Shaping up for the summer — in two exhausting weeks
By DEIRDRE FULTON  |  May 19, 2010


If you’re reading this now, it may be too late. It’s the middle of May, and beach season is right around the corner. It was almost too late for me, when my editors told me I had two weeks to complete a story about getting in shape — a piece I’d pitched as a one-month journey. But, as my astute superiors pointed out, no one wants to read about firming up when they’re already wearing a bikini.

So here, you won’t read about my mind-blowing transformation from average build to super-fit (unfortunately). Rather, you’ll read about my crash course in various means to that end: trying to look and feel amazing with a little help from oversize rubber bands, bars, balls, bells, gizmos, and iPad-like gadgets.

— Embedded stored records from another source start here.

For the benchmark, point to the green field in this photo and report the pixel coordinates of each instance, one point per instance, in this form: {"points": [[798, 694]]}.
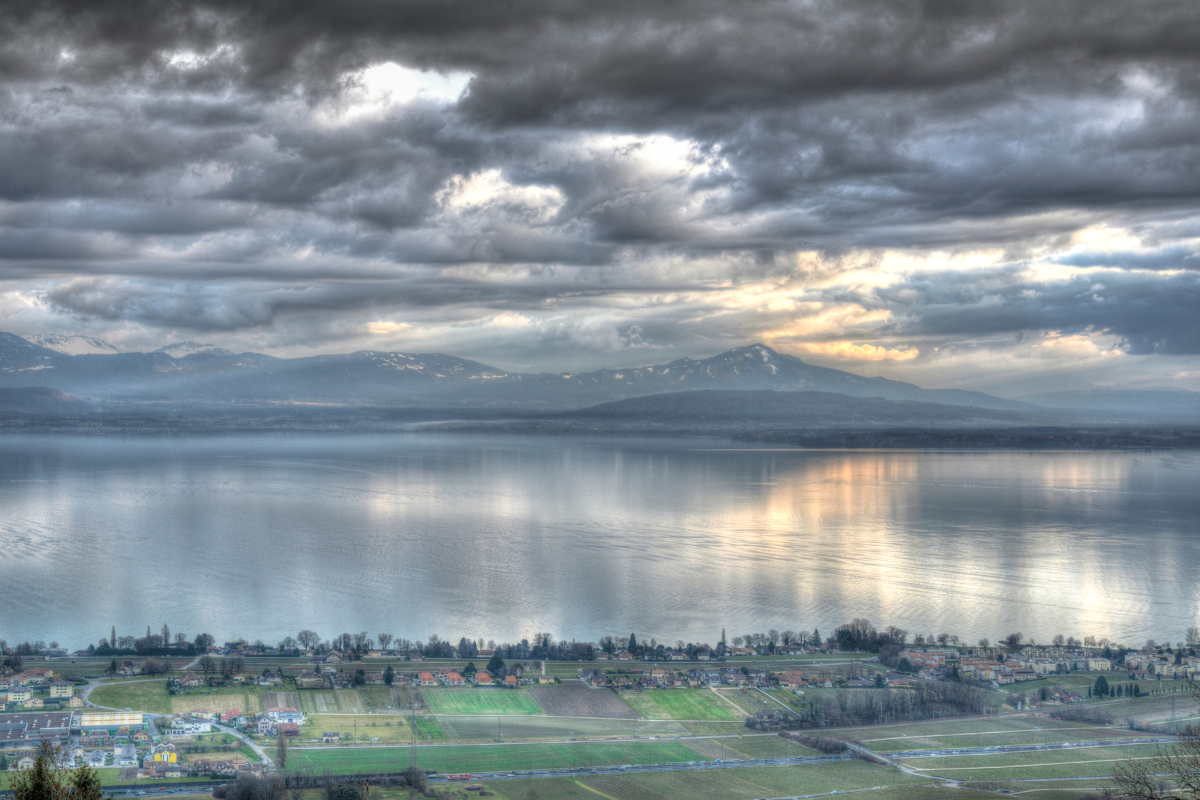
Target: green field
{"points": [[490, 728], [486, 758], [679, 704], [480, 701], [736, 783], [142, 696], [979, 733], [370, 726], [1075, 762]]}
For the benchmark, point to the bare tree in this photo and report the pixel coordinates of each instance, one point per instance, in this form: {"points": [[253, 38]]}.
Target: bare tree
{"points": [[1171, 773]]}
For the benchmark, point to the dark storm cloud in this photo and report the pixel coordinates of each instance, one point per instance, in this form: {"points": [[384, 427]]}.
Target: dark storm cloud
{"points": [[225, 164]]}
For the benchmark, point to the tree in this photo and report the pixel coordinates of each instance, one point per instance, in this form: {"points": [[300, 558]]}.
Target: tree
{"points": [[45, 782], [281, 750], [1173, 773]]}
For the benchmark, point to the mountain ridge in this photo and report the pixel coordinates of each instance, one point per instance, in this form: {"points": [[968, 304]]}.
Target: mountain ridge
{"points": [[378, 378]]}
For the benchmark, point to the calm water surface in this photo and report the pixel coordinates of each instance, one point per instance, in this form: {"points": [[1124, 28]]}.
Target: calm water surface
{"points": [[498, 537]]}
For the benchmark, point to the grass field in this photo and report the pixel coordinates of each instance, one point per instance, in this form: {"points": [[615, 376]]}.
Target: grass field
{"points": [[574, 698], [547, 727], [142, 696], [219, 701], [385, 727], [1077, 762], [738, 783], [981, 733], [486, 758], [480, 701], [679, 704]]}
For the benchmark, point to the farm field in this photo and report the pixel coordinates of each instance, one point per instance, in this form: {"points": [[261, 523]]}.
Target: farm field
{"points": [[749, 746], [741, 783], [477, 728], [1075, 762], [330, 701], [1005, 731], [575, 698], [281, 701], [142, 696], [217, 701], [387, 728], [480, 758], [480, 701], [679, 704]]}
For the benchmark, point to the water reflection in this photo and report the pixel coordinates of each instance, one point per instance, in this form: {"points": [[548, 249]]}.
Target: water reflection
{"points": [[496, 537]]}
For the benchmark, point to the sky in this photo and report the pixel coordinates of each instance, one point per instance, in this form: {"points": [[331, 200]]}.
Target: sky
{"points": [[975, 193]]}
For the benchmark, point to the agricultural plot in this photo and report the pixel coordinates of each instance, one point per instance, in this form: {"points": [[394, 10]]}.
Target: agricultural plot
{"points": [[1075, 762], [681, 704], [216, 702], [480, 758], [480, 701], [474, 728], [577, 699], [977, 733], [750, 782], [369, 727], [281, 701], [748, 701]]}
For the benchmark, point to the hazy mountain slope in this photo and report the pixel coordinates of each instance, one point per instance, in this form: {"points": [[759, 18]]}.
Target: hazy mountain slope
{"points": [[768, 407], [367, 378], [73, 344], [39, 400], [1147, 403]]}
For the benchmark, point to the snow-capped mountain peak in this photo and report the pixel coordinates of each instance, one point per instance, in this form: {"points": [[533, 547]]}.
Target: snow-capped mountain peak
{"points": [[179, 349], [73, 344]]}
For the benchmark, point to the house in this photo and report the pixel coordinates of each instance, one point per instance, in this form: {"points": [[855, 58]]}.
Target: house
{"points": [[181, 726], [125, 756], [19, 695], [166, 753], [310, 680], [189, 680], [286, 715]]}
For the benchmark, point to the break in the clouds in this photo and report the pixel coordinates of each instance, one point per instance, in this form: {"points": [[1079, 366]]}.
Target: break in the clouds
{"points": [[963, 192]]}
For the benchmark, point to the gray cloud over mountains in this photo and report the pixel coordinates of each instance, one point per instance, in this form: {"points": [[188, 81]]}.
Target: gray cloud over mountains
{"points": [[568, 185]]}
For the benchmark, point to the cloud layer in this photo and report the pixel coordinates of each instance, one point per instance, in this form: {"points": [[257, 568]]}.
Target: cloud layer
{"points": [[969, 192]]}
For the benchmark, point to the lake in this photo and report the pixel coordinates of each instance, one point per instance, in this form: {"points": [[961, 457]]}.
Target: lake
{"points": [[259, 536]]}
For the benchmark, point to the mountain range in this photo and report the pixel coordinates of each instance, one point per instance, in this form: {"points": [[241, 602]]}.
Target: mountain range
{"points": [[201, 373]]}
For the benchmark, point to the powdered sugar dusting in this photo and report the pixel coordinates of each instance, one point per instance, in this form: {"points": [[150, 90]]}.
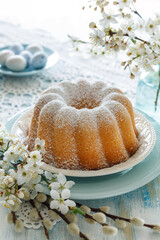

A little about me (without getting all Bridget Jones-y): I’m moderately active but don’t work out regularly; I could stand to lose some pounds and increase my strength and flexibility; I eat relatively well but don’t watch my calorie intake as much as I should.

And now a little about my regime: toward the end of 2009, the American Council on Exercise (ACE) and the American Council of Sports Medicine both released lists of their predictions for the top exercise trends of 2010. These included personal training, “functional fitness” (time-saving workouts that improve daily activities), increased use of fitness apps on smartphones and the Internet, specialty exercise classes, and Pilates. I tried them all.

How could I not? I’m one of those people who joins a gym, goes regularly for about a month, and then life gets in the way. Perhaps I needed to try something new, and figured one of these trends would break me out of my rut. So I crammed as much exercise as I could into two weeks, to see what strategy (or combination thereof) seemed most effective.

I should note that, in doing the research for this story, I ate a bit more healthfully, but didn’t exactly start eating from Michelle Obama’s vegetable garden. In short, I tried to make sure that the food I was consuming wasn’t directly countering the physical work I was doing.

Sticking it to Pilates
I started off nice and easy, with a Pilates class — specifically, a PilatesStick class. The PilatesStick is just what it sounds like: a portable bar, about two feet in length, that’s attached to elastic bands, which are in turn attached to the wall. Using the Sticks and the straps to increase our range of motion and provide resistance, we did traditional Pilates exercises that focused on balance, muscle control, alignment, and core strength.

As I lay on the mat trying to lower the Stick to the mat using my ab and leg muscles, I had to focus to ensure that my movements stayed even — that my slightly stronger right leg didn’t push harder or faster than my left. We did “the Hundred,” a classic Pilates exercise that requires you to scoop your abs, raise your head, shoulders, and legs off the mat, and pump your arms. I got a little shaky toward the end, but other than that, I left the Pilates class feeling good, lean, and limber. This is going to be easy! (I thought.)